Twitter on Wednesday began allowing any user who paid $8 to receive the same blue checkmark that the platform has for years given only to verified politicians, companies and celebrities. But because the company performs no identity verification, a stream of fake accounts has proliferated across the site, including for President Biden, Pope Francis and former British prime minister Tony Blair, some of whom posted sexual jokes or explicit messages. Musk has said the company would suspend such accounts, but a number of fake accounts remained online for hours, receiving tens of thousands of ‘likes’ and retweets.
The employee Slack message said the quick release of products and changes without effective security reviews was “extremely dangerous” for users. It said engineers would have to take on the burden of certifying that the products complied with FTC agreements, putting them at substantial personal legal risk.
The meltdown of the security leadership is especially fraught because an FTC audit was expected by January, according to two people familiar with the schedule. One said that Kissner and other executives had been hiring, despite a company-wide freeze, in a frantic effort to meet compliance rules before then.
“Desperately needed people,” said one of them, who was among the roughly half of the company laid off last week and spoke on the condition of anonymity to discuss internal issues at Twitter.
The Slack message posted a link to Whistleblower Aid, a law firm that represented former security head Peiter Zatko when he filed a complaint this year with the Securities and Exchange Commission and other federal officials citing alleged violations related to the FTC. The Washington Post previously reported his complaint described as inadequate logging of access to sensitive data and widespread use of out-of-date software.

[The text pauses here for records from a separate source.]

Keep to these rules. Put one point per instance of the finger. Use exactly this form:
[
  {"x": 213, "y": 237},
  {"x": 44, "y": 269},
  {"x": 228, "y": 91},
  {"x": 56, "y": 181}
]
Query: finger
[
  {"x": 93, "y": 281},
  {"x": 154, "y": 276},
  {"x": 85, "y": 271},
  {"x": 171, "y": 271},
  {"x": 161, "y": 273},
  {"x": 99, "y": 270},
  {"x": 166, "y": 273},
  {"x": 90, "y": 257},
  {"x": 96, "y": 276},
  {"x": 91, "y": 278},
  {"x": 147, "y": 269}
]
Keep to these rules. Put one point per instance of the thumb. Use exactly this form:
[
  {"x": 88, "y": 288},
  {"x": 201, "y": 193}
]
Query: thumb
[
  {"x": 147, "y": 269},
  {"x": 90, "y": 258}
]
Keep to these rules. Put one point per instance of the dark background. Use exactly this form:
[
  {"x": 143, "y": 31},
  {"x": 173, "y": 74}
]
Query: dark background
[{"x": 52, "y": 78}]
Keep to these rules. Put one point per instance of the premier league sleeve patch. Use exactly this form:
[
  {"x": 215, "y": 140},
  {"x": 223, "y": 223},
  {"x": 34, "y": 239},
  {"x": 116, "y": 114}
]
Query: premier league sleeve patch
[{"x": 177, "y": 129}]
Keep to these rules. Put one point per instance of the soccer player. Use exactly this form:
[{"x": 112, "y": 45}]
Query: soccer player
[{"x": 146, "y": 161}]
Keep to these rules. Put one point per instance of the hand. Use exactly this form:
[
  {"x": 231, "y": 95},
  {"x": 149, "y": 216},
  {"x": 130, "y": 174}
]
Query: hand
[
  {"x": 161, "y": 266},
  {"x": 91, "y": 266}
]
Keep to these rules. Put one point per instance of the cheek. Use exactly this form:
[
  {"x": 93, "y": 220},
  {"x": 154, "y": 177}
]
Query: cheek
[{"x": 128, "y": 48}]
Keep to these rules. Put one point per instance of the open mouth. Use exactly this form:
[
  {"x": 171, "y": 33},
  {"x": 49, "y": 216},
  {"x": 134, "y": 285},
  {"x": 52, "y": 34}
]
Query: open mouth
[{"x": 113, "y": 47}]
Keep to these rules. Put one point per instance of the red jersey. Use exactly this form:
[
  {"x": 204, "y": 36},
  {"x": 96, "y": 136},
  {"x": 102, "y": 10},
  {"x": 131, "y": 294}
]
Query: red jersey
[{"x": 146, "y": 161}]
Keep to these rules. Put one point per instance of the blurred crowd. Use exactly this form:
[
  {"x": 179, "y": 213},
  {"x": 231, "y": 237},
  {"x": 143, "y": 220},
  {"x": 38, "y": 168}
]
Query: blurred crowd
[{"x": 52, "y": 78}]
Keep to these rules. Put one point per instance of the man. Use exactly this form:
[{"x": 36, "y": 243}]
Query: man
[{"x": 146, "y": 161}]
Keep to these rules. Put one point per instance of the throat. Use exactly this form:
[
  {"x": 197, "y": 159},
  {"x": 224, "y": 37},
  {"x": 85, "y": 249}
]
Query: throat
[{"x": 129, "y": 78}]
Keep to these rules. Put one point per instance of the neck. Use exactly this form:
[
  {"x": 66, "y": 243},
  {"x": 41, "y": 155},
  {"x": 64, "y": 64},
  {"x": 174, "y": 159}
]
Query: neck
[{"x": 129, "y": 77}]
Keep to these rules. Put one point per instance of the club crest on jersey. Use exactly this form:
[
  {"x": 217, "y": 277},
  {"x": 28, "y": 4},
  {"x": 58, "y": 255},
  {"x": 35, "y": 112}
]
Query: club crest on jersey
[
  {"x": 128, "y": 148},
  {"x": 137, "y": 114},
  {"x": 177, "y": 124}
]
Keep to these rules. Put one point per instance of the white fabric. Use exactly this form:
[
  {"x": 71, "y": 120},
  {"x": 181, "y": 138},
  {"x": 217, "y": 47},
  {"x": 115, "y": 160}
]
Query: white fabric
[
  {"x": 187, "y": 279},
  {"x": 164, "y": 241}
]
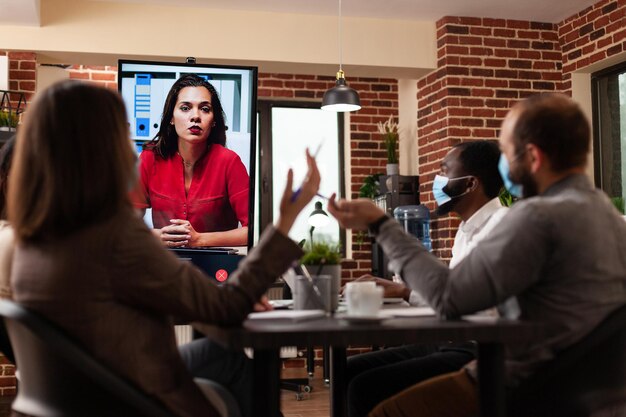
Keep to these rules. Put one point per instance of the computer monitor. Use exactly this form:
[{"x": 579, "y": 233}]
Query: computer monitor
[{"x": 144, "y": 86}]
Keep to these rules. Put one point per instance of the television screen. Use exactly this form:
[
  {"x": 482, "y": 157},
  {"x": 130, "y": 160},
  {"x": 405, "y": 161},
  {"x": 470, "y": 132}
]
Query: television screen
[{"x": 214, "y": 194}]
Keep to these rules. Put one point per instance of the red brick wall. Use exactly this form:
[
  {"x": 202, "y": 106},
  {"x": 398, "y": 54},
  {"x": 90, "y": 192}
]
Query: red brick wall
[
  {"x": 22, "y": 74},
  {"x": 484, "y": 66},
  {"x": 103, "y": 75},
  {"x": 22, "y": 77},
  {"x": 592, "y": 35}
]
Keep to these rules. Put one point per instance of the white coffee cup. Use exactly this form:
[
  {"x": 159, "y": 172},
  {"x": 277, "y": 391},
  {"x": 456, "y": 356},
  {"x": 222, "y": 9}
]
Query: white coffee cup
[{"x": 364, "y": 298}]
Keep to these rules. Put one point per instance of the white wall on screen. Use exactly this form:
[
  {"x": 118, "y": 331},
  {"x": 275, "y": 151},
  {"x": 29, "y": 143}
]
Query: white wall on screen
[
  {"x": 293, "y": 130},
  {"x": 4, "y": 72}
]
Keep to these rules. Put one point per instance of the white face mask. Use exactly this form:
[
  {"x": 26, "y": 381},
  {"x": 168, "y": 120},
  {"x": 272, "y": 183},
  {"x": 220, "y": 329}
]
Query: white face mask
[{"x": 441, "y": 196}]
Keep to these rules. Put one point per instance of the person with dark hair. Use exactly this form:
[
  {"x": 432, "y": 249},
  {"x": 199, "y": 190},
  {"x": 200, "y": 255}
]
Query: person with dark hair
[
  {"x": 560, "y": 251},
  {"x": 7, "y": 243},
  {"x": 196, "y": 187},
  {"x": 85, "y": 261},
  {"x": 469, "y": 185}
]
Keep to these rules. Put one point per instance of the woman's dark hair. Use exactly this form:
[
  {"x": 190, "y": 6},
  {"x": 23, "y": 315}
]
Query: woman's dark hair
[
  {"x": 556, "y": 125},
  {"x": 73, "y": 162},
  {"x": 165, "y": 142},
  {"x": 480, "y": 158},
  {"x": 6, "y": 156}
]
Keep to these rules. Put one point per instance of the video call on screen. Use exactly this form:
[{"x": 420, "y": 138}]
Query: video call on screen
[{"x": 144, "y": 87}]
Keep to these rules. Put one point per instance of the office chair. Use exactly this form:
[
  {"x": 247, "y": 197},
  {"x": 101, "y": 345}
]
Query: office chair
[
  {"x": 58, "y": 378},
  {"x": 586, "y": 377}
]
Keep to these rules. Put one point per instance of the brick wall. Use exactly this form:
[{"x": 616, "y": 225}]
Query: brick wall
[
  {"x": 484, "y": 66},
  {"x": 22, "y": 77},
  {"x": 103, "y": 75},
  {"x": 596, "y": 33},
  {"x": 22, "y": 74}
]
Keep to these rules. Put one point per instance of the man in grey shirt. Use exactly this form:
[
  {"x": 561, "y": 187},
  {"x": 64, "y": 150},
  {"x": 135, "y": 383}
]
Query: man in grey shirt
[{"x": 561, "y": 251}]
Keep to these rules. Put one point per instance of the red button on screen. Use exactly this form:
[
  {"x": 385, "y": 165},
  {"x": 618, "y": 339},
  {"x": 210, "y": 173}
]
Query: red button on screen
[{"x": 221, "y": 275}]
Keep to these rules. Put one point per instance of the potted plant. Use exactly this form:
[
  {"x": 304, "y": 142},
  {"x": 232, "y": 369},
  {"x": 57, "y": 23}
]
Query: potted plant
[
  {"x": 371, "y": 186},
  {"x": 8, "y": 120},
  {"x": 324, "y": 258},
  {"x": 389, "y": 130}
]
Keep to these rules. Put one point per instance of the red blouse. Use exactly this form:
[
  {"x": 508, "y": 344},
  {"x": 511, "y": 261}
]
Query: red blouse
[{"x": 218, "y": 195}]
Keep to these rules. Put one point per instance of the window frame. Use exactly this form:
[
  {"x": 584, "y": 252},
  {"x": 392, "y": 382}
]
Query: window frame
[{"x": 596, "y": 78}]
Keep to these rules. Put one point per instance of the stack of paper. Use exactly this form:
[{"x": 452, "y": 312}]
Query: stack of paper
[{"x": 409, "y": 312}]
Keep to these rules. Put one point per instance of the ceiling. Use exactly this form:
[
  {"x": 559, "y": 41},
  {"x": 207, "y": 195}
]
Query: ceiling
[{"x": 26, "y": 12}]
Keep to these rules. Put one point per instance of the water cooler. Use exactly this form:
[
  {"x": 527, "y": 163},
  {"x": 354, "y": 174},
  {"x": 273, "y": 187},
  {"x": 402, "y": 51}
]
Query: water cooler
[{"x": 395, "y": 191}]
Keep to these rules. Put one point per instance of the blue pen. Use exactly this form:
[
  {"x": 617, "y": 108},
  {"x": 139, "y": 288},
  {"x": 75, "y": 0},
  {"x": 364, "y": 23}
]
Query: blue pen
[{"x": 299, "y": 190}]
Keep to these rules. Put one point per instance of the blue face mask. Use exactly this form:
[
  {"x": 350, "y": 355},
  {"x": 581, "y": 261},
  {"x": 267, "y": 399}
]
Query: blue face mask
[
  {"x": 439, "y": 183},
  {"x": 513, "y": 188}
]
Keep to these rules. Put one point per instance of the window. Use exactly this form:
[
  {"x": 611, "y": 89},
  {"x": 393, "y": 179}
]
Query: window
[
  {"x": 609, "y": 104},
  {"x": 286, "y": 129}
]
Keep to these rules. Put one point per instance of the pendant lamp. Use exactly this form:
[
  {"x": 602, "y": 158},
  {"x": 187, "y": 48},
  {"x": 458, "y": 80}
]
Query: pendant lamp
[{"x": 341, "y": 98}]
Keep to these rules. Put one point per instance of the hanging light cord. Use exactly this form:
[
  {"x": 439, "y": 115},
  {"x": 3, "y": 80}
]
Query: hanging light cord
[{"x": 340, "y": 40}]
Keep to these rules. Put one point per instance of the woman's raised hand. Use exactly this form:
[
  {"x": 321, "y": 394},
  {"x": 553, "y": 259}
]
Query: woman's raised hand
[{"x": 291, "y": 205}]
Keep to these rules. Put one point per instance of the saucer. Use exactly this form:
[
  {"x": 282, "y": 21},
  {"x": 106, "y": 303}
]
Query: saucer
[
  {"x": 393, "y": 300},
  {"x": 364, "y": 319}
]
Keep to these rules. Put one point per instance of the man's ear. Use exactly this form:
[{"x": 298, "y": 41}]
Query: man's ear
[
  {"x": 472, "y": 184},
  {"x": 538, "y": 159}
]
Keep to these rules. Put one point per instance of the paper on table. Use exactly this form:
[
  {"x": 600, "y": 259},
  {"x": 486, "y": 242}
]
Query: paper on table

The message warned that the FTC could fine Twitter “BILLIONS of dollars.” The author claimed to have heard Alex Spiro, Musk’s top lawyer, say Musk is “willing to take on a huge amount of risk in retaliation to this company and users, because ‘Elon puts rockets into space, he’s not afraid of the FTC.’” Spiro did not immediately respond to a request for comment.
Other employees said they were taking paid time off Thursday as a demonstration of disapproval. Kissner, who had been brought in by Zatko, was admired inside Twitter and seen as a crucial backstop amid the recent chaos.

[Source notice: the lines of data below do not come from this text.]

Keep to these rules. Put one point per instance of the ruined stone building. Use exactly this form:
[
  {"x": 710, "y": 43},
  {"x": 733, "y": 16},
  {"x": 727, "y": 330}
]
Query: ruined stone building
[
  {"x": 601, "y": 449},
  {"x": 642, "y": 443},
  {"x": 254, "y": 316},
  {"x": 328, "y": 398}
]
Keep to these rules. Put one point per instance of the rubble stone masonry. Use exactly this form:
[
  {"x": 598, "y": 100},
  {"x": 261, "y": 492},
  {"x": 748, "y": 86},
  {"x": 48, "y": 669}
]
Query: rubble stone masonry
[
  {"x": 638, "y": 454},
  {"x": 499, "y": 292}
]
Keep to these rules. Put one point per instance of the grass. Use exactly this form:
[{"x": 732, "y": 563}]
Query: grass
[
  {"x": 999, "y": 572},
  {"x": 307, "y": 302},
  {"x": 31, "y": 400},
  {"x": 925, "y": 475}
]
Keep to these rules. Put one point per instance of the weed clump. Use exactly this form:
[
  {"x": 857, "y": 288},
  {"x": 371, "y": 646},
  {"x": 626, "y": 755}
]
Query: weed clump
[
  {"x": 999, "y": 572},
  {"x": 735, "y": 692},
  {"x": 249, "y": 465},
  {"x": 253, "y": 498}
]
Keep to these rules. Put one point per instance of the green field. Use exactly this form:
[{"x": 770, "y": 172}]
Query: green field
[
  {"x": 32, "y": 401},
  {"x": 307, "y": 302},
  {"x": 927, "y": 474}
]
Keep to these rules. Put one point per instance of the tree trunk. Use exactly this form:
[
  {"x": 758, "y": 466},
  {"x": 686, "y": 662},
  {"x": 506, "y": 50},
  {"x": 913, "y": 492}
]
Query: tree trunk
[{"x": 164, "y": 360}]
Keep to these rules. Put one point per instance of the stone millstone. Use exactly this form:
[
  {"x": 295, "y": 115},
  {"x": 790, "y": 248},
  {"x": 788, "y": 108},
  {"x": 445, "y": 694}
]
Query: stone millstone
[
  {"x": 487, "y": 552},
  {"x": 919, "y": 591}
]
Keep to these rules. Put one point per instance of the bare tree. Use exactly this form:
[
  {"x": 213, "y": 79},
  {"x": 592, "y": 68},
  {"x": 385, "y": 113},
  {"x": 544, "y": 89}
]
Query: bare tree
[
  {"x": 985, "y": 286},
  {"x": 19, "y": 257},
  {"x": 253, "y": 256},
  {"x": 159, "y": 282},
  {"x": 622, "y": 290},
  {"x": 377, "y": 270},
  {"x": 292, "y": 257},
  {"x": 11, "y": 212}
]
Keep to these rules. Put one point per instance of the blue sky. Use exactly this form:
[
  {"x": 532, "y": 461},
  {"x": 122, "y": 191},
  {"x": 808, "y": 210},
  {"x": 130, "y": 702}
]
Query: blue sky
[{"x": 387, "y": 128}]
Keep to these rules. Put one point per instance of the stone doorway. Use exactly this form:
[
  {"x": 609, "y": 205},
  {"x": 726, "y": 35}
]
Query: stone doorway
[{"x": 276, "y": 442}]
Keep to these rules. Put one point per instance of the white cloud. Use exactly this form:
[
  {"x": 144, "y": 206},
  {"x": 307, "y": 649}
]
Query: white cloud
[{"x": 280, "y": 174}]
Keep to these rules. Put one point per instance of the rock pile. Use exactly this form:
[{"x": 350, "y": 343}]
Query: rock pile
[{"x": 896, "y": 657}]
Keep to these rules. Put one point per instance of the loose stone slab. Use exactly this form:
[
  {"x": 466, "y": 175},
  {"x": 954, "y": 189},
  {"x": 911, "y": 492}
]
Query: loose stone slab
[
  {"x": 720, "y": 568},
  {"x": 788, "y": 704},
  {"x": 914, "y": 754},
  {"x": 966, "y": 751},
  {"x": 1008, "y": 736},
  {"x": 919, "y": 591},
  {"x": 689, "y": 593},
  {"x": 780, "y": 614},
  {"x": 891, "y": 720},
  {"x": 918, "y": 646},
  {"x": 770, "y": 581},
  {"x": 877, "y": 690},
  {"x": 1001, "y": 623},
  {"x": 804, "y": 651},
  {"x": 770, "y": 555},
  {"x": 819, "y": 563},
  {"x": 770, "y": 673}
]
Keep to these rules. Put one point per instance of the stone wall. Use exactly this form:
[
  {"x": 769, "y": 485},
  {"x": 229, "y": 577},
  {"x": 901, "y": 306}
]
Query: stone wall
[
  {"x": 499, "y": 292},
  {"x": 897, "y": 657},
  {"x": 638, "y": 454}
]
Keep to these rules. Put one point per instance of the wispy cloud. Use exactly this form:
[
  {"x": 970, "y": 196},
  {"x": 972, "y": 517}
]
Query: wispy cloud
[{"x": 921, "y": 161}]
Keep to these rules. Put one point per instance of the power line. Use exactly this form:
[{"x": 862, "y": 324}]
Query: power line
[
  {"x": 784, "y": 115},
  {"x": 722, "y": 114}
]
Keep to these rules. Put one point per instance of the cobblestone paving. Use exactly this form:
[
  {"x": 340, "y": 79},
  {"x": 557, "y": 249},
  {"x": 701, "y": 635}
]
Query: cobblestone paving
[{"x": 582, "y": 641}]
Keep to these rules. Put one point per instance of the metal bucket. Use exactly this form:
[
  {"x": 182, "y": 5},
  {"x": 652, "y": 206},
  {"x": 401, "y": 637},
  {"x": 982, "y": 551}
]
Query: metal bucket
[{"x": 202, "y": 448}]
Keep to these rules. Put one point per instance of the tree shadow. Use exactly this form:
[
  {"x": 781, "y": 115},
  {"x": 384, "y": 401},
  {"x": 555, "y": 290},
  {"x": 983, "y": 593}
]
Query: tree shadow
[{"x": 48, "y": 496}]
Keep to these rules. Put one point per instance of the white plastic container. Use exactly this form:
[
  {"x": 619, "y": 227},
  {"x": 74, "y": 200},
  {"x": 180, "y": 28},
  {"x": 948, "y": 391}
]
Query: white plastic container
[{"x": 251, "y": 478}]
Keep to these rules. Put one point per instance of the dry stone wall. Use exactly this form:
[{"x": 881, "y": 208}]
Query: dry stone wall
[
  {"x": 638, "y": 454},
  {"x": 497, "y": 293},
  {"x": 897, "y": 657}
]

“Twitter has had several major security incidents over the last several years due to poor internal controls and a permissive data architecture,” said Alex Stamos, a former head of data security at Facebook and Yahoo. “The team led by Dr. Kissner made serious strides to closing these flaws, as Twitter is required to do by FTC consent decree.”
Lourdes Turrecha, a cybersecurity and privacy lawyer in Silicon Valley, said the sudden resignations were a bombshell in privacy circles that had already been stunned by Zatko’s whistleblower complaint and the company’s mass layoffs.
“These executives do not want to put their lives on the line and go to jail” if the company breaks the law, she said. “It’s a very hard time to be a chief information security officer or a chief privacy officer in tech right now, especially when your company doesn’t seem to care about its privacy and security practices.”